Cuando Sierra lo descubrió, su corazón casi se le salió del pecho. Abofeteó a Dickson y exclamó bruscamente:
—¿De qué sirve esto además de herir a quienes te quieren y complacer a tus enemigos? ¿No querías saber cómo murió tu hermana? Bien, te lo diré; fue torturada hasta la muerte por una bestia, torturada tal como te hicieron a ti, solo que peor. Si mueres, ¿quién buscará justicia para ella?
Anteriormente, había ocultado estos detalles para evitar que Dickson cayera en un pozo de odio y perdiera la vida. Ahora, no podía permitirse tales consideraciones.
Después de todo lo que había pasado, Dickson había perdido las ganas de vivir, y ella tenía que darle algo a lo que aferrarse.
Como era de esperar, al escuchar esto, Dickson miró a Sierra como si despertara de un sueño profundo:
—Sabes quién es, ¿verdad? Dímelo, Sierra, por favor dime. Quiero matarlo; ¡tengo que matarlo!
Dickson estaba extremadamente alterado; solo quienes habían experimentado esto de primera mano podían entender la agonía. No podía imaginar que las experiencias de Daphne fueran aún peores que las suyas propias.
Pensaba que sus propias pruebas habían sido infernales, pero no lo eran.
Sierra lo observó fríamente:
—¿Qué puedes hacer en este estado?
Probablemente lo eliminarían antes de que pudiera acercarse a Kason. Dickson se quedó inmóvil como si hubiera recibido un golpe.
Al verlo calmarse, Sierra lo jaló para que se sentara:
—¿Buscar venganza? Lo último que necesitas es ser impulsivo. Recuerda este odio, conviértelo en motivación y hazte más fuerte. Dickson, no estamos enfrentando a personas comunes. Su vasta riqueza los pone por encima de muchos. Si realmente quieres vengar a tu hermana y no solo ser un tonto, ¡necesitas empezar a madurar ahora!

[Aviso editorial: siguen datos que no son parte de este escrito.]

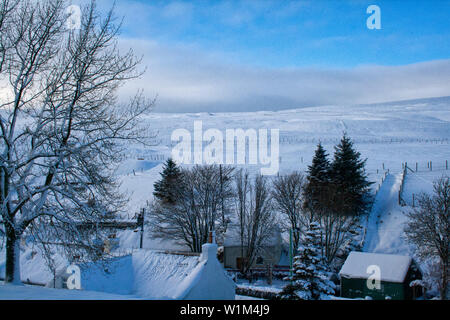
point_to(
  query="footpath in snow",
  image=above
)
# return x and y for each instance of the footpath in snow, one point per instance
(386, 220)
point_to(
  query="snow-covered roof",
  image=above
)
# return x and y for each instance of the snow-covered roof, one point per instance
(232, 237)
(393, 268)
(157, 275)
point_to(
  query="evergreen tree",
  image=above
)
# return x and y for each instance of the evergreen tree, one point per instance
(310, 277)
(165, 188)
(349, 180)
(318, 177)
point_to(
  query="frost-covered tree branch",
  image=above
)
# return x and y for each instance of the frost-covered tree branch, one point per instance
(62, 130)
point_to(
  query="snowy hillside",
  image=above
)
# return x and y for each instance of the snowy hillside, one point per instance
(386, 134)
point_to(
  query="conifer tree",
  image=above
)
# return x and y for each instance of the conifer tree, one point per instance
(165, 188)
(349, 179)
(318, 177)
(310, 279)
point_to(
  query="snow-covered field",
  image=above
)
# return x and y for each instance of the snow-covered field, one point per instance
(386, 134)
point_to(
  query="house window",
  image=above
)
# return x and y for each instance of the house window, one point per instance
(259, 260)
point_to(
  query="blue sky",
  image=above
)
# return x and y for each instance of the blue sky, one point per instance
(298, 33)
(275, 54)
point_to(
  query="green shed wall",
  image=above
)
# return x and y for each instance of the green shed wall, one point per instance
(357, 288)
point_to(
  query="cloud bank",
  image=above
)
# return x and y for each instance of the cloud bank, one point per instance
(186, 79)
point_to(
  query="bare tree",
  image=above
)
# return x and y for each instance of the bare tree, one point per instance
(255, 217)
(201, 204)
(428, 228)
(61, 128)
(288, 195)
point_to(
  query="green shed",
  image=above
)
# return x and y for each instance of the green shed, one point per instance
(379, 276)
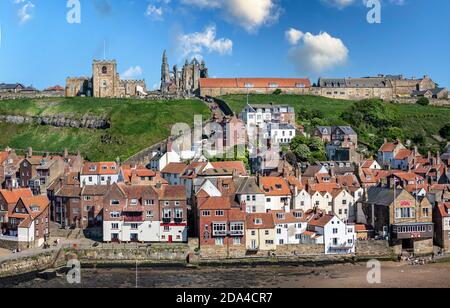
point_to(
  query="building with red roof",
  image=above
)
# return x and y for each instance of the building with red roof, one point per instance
(216, 87)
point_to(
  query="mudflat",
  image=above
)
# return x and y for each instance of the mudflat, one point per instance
(393, 275)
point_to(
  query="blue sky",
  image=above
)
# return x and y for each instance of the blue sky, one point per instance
(237, 38)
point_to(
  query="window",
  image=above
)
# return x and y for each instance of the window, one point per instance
(115, 215)
(220, 213)
(206, 213)
(407, 212)
(219, 241)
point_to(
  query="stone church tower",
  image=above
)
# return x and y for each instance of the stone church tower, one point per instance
(165, 74)
(186, 81)
(105, 79)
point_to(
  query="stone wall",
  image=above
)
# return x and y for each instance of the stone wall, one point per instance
(87, 121)
(31, 95)
(374, 249)
(16, 267)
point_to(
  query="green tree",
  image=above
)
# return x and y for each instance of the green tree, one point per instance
(302, 152)
(445, 132)
(423, 101)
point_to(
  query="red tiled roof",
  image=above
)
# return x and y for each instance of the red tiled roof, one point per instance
(403, 154)
(233, 165)
(173, 192)
(216, 203)
(274, 186)
(12, 196)
(256, 82)
(320, 220)
(175, 168)
(102, 168)
(265, 218)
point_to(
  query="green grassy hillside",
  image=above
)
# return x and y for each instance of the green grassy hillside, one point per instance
(417, 123)
(135, 124)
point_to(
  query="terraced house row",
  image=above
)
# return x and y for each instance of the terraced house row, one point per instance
(402, 197)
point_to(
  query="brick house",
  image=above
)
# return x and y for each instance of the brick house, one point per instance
(8, 201)
(174, 214)
(131, 214)
(9, 168)
(92, 197)
(441, 219)
(260, 232)
(221, 223)
(400, 217)
(29, 221)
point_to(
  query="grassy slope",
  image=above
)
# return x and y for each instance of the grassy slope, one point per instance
(412, 118)
(135, 125)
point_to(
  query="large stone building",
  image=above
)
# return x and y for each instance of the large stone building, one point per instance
(385, 87)
(105, 83)
(186, 81)
(223, 86)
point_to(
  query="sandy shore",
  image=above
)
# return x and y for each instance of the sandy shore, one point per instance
(393, 275)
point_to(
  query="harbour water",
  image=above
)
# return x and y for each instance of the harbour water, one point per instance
(342, 275)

Dickson finalmente se calmó, como si hubiera madurado de la noche a la mañana.
—Está bien, Sierra, te escucharé.
Al ver que Dickson finalmente se quedó dormido, Sierra suspiró aliviada y salió silenciosamente de su habitación.
Justo entonces, golpearon la puerta; era Jonathan trayéndole algunos papeles. Con la condición de Dickson incierta, ella no podía alejarse y tuvo que pedirle a Jonathan que la ayudara con el permiso de ausencia.
—¿Cómo está?
Al verla tan agotada, Jonathan se sintió cada vez más molesto con Dickson.
De haber sabido que sería tan problemático, no lo habría detenido antes, dejando que Dickson fuera a Brendan y evitando los problemas de hoy.
—Se ha calmado. Pero no sé si lo que hice estuvo bien.